The Ga­tor­ade Shower: The victory ritual that can’t be ducked

In ancient Rome, successful military commanders were honored with the Roman Triumph, a ceremonial celebration granted by the senate and involving elaborate animal sacrifice, the burning of incense and a procession in which the victor was showered with flowers tossed by adoring crowds. Rituals of victory are necessary rites in a society, as we feel compelled to note this week, the sanctified American Running of the Bowls. The rite by which we honor our heroes is dumping Ga­tor­ade on their heads.

“It is cold,” says Dan Mullen, the head coach at Mississippi State and, after his 23-17 victory over Wake Forest at the Music City Bowl, a dumpee. “It is really, really cold, depending on how they hit you. If it ricochets off your jacket, you’re okay. But if you ever get it down the neck, it’s no good.”

You can try to sidestep it. Some coaches try to sidestep it. See: the Ga­tor­ade Shower Fail recently launched by the Oklahoma Sooners on head coach Bob Stoops, who deftly shimmied out of its way. Their problem was that they came in from the side. You’ve got to come in from behind.

“You just have to get a towel and manage the best you can,” says Florida State Coach Jimbo Fisher, whose team beat Notre Dame in the Champs Sports Bowl. “What’s funny is that you forget about it. I have never seen it coming.” He sighs. “It’s a necessary evil.”

Everybody must get dunked. Or dipped. Or showered. There are disputes on the correct vernacular, but no disputes as to whether it must happen, for the nation that has declared the noogie an acceptable display of affection has also deemed the Ga­tor­ade Dump an appropriate sign of respect. Fathers and sons around the country watch the Ga­tor­ade Dump on television, slug each other in the arms and say, “Nice game,” and what they really mean is, “I love you.” Also: “Pass the dip.”

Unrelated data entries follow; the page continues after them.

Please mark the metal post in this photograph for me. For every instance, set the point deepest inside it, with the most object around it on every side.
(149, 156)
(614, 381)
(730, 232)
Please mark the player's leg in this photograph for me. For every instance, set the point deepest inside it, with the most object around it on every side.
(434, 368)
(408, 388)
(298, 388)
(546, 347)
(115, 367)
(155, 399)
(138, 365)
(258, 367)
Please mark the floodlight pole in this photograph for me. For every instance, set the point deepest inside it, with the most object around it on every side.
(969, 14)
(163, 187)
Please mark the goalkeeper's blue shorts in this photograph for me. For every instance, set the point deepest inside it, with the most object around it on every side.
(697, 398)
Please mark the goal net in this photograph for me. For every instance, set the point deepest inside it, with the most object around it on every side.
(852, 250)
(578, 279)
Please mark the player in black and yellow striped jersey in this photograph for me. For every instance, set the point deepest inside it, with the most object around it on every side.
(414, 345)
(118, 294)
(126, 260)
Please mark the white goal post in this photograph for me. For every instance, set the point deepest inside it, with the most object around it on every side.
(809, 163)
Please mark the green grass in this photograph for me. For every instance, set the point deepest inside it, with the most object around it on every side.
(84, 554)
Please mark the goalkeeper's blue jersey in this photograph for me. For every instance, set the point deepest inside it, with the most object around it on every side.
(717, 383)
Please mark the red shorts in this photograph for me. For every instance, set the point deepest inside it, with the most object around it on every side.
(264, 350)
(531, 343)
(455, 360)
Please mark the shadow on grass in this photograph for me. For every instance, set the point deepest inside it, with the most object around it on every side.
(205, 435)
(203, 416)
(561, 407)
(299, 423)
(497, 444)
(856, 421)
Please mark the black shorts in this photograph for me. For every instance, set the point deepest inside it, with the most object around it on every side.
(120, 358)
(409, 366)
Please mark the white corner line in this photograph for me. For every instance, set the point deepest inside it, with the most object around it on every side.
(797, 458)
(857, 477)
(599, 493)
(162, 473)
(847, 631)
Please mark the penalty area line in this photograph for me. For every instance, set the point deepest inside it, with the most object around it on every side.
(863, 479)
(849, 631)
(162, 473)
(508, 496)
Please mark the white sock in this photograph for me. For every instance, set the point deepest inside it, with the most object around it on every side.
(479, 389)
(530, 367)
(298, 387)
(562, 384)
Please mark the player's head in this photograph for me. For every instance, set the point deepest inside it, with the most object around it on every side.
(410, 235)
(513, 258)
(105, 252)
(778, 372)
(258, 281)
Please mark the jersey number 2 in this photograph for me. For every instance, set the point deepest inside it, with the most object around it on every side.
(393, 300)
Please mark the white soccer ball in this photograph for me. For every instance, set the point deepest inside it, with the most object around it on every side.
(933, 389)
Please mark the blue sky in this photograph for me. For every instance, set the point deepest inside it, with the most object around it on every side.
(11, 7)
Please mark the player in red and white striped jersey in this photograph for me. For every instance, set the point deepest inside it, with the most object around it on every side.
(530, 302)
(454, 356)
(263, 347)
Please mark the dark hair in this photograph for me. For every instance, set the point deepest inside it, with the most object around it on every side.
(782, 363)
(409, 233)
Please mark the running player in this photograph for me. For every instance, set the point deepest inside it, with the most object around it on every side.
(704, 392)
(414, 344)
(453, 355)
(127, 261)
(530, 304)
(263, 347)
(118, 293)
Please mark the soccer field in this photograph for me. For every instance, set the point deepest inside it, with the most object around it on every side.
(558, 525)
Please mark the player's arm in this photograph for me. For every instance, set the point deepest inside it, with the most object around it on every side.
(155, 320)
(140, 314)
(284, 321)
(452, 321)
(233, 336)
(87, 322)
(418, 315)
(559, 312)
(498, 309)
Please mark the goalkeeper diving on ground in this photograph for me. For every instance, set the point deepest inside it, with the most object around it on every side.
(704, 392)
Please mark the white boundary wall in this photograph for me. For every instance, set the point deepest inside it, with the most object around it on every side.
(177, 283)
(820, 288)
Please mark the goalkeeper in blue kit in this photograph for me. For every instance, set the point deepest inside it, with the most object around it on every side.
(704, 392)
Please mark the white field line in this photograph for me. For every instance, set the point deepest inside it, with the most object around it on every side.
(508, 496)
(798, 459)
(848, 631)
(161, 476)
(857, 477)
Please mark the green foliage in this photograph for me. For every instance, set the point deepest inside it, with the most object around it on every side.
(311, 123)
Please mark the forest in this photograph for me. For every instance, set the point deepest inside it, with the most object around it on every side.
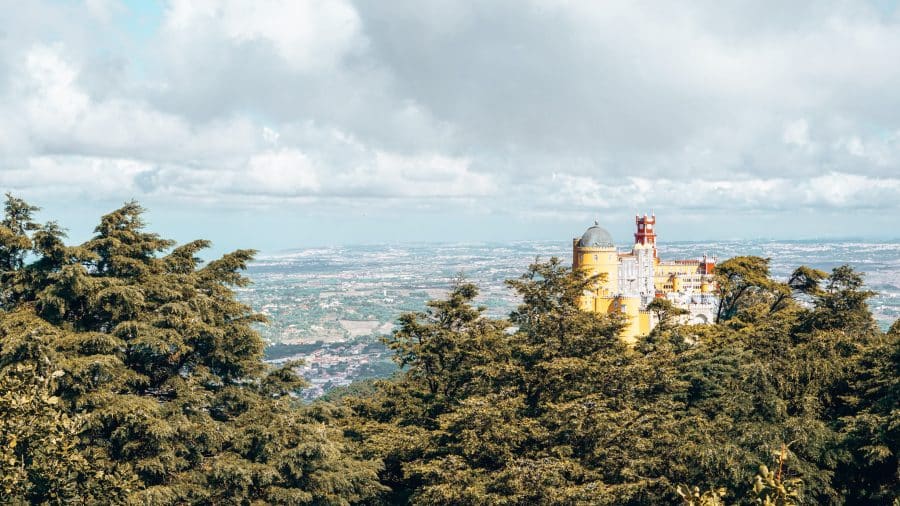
(130, 374)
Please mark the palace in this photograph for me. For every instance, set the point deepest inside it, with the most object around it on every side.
(629, 281)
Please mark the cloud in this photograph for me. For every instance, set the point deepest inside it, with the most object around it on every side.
(509, 107)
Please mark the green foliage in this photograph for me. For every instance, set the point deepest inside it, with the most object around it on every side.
(133, 375)
(550, 407)
(129, 373)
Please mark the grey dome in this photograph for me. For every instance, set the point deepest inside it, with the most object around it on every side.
(596, 237)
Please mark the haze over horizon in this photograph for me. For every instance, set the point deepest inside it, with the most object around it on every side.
(283, 124)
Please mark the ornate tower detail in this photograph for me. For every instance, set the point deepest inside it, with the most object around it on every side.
(645, 234)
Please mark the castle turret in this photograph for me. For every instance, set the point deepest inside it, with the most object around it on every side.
(645, 235)
(595, 253)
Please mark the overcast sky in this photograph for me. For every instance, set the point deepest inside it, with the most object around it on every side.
(280, 124)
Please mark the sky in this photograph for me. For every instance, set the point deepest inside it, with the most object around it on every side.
(276, 124)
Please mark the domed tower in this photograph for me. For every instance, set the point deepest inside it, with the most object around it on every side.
(595, 253)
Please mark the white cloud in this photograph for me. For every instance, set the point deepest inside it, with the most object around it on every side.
(796, 133)
(308, 34)
(500, 106)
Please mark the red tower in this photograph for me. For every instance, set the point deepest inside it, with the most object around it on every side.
(645, 234)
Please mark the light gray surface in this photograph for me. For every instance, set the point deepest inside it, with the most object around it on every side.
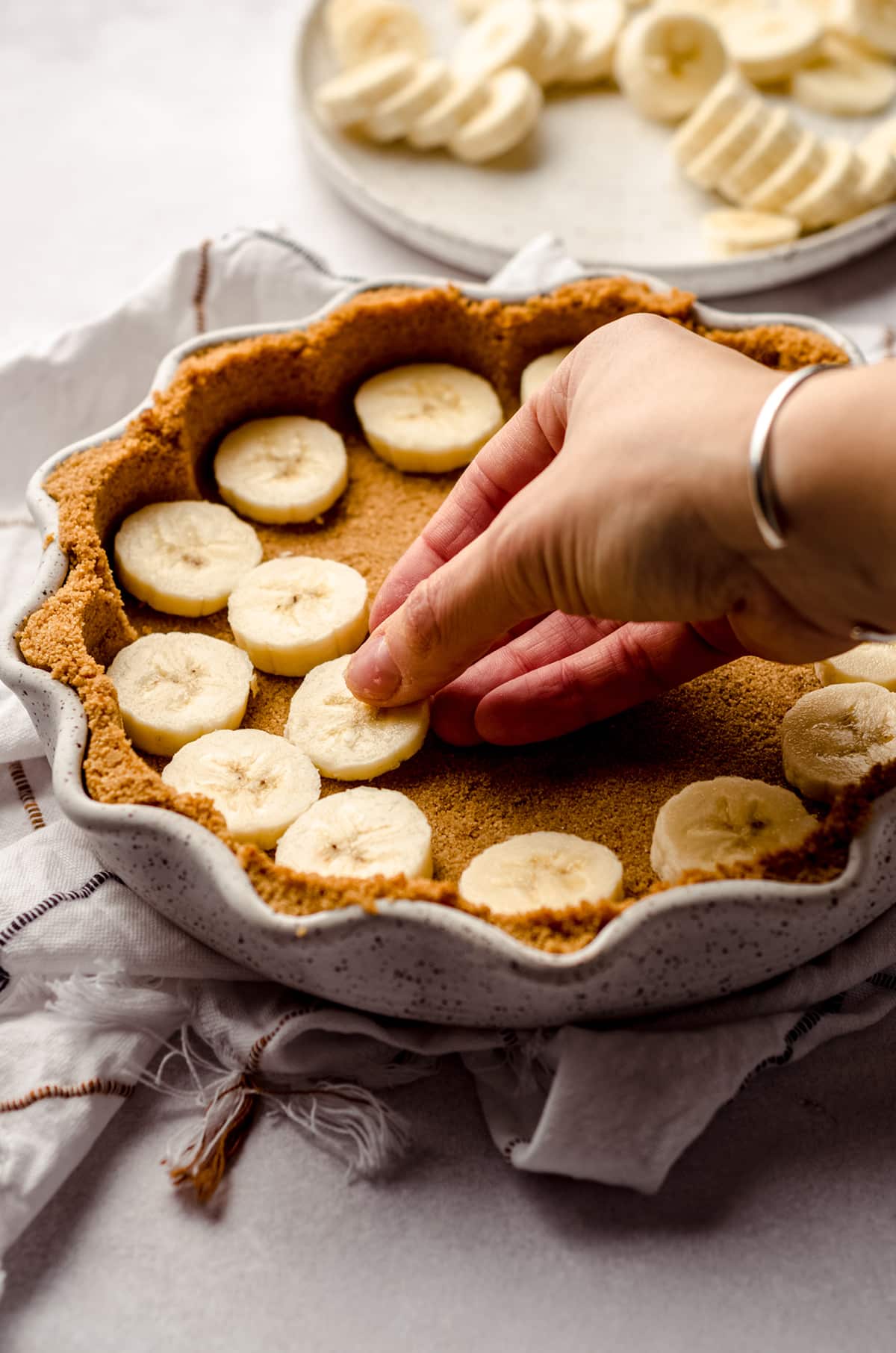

“It’s really remarkable that people haven’t found anything else to do,” says Darren Rovell, Ga­tor­ade historian, who composed the definitive sports-drink history, “First in Thirst.” So many rituals of yore have disappeared. “The bullpen car is gone in baseball. Or how many people are really putting on eye black? Sports traditions don’t really last anymore. Players don’t stay in cities.” Trades happen. People move on.

A sports fan must find something to give the experience continuity. That thing shall be called “electrolytes.”

The most oft-cited original dumping — others might have come before, but this was the one to make it a “thing”­­ — apparently occurred in 1984, at the end of a matchup between the Redskins and the Giants. The perpetrator was defensive tackle Jim Burt. The victim was Bill Parcells.

Parcells, now with ESPN, is e-mailed for his recollections on the momentous occasion. “The chief perpetrator was Jim Burt,” he responds. “I had kind of been on him a little bit during the week. That’s probably a little bit of an understatement. So he just dumped the bucket on me.”

It spread to other teams. It spread to basketball (and then un-spread — too sticky on wooden floors). It spread to the White House, where Ronald Reagan’s aides presented him with a cartoon depicting a Ga­tor­ade Shower on the occasion of his birthday. From time to time, Rovell says, doctors have warned about the potential harm of pouring frigid liquid over the heads of old men in subfreezing temperatures. In 1990, Long Beach State’s coach, George Allen (formerly of the Redskins), received a dousing. Allen, then 72, died six weeks later. He had said he hadn’t felt healthy since the Ga­tor­ade shower — which, incidentally, was not Ga­tor­ade at all: His cash-strapped team had used ice water.